All animal experiments were performed according to the guidelines of the local animal use and care committees and approved by the Regierungspräsidium in Karlsruhe, including animal permits G195/10 (CCl4 experiments) and G220/11 (partial hepatectomy). Animals were housed in barriers at the animal facility of the DKFZ with free admission to food and water. For sacrificing, mice were anesthetized by intraperitoneal injections of ketamine (100 mg/kg) and xylazine (10 mg/kg) diluted in isotonic 0.9% NaCl. Deeply anesthetized mice were heart punctured to obtain blood followed by rapid dislocation of the cervical spine. Whole blood was centrifuged at 8,000 g for 10 min, and subsequently, serum was collected from the supernatant. For determining clinically relevant serum parameters, 300 μl of serum (if necessary diluted with isotonic 0.9% NaCl) was analyzed by the Diagnostic Center of the Heidelberg University Hospital.
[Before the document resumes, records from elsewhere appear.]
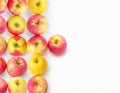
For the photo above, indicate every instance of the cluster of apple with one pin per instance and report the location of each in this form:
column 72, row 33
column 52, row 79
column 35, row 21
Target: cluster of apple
column 37, row 45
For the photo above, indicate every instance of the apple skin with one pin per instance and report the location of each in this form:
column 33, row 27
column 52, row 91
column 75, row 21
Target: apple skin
column 17, row 7
column 16, row 66
column 37, row 6
column 17, row 45
column 37, row 24
column 3, row 6
column 37, row 64
column 17, row 85
column 16, row 25
column 37, row 84
column 3, row 65
column 37, row 45
column 3, row 85
column 3, row 45
column 2, row 25
column 57, row 44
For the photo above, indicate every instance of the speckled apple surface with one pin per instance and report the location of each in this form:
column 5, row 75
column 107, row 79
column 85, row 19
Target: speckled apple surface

To induce acute liver damage, C57/Bl6 WT mice at an age of 10 weeks were injected intraperitoneally with a single high dose of CCl4 (1.6 g/kg CCl4, diluted in mineral oil). Mice were sacrificed after 3, 6, 24, 48, 72 h, or 6 days after injection. CCl4-induced liver fibrosis experiments were performed as previously described (Constandinou et al, 2005). Five to seven male C57/Bl6 endosialin WT and KO mice group at an age between 10 and 15 weeks were used for these experiments. Mice were injected intraperitoneally with CCl4 (1 ml/kg bodyweight, 1:7 dilution in olive oil) twice a week for 2, 4, or 6 weeks. Control mice received the same amount of olive oil as CCl4-treated animals during the experimental time. Mice were sacrificed 3 days after the last CCl4 injection. Partial hepatectomy was performed as previously described (Mitchell & Willenbring, 2008). In case of performing 1/3 partial hepatectomy, only left lobe was removed. Five to ten male C57BL/6 endosialin WT and KO mice group at an age between 10 and 15 weeks were used for partial hepatectomy experiments. Mice were anaesthetized by intraperitoneal injections of ketamine (100 mg/kg) and xylazine (10 mg/kg) diluted in isotonic 0.9% NaCl. As control, mice were sham-operated. Mice were sacrificed after 1, 1.5, 2, 4, or 8 days posthepatectomy.

Statistical analysis

All results are expressed as mean ± s.e.m. or s.d., as indicated. The statistical differences between WT and ENKO mice groups were analyzed using the two-tailed unpaired Student's t-test. The statistical difference between different time points in WT mice was analyzed using the two-tailed paired or unpaired t-test. Correlations were analyzed using the Pearson (bivariate) correlation. Differences P ≤ 0.05 were considered statistically significant.

Additional materials and methods

Detailed information on additional materials and methods related to cells and cell culture experiments, molecular techniques, biochemical protocols and reagents, and histological and immunohistological techniques are summarized in the Supplementary Information.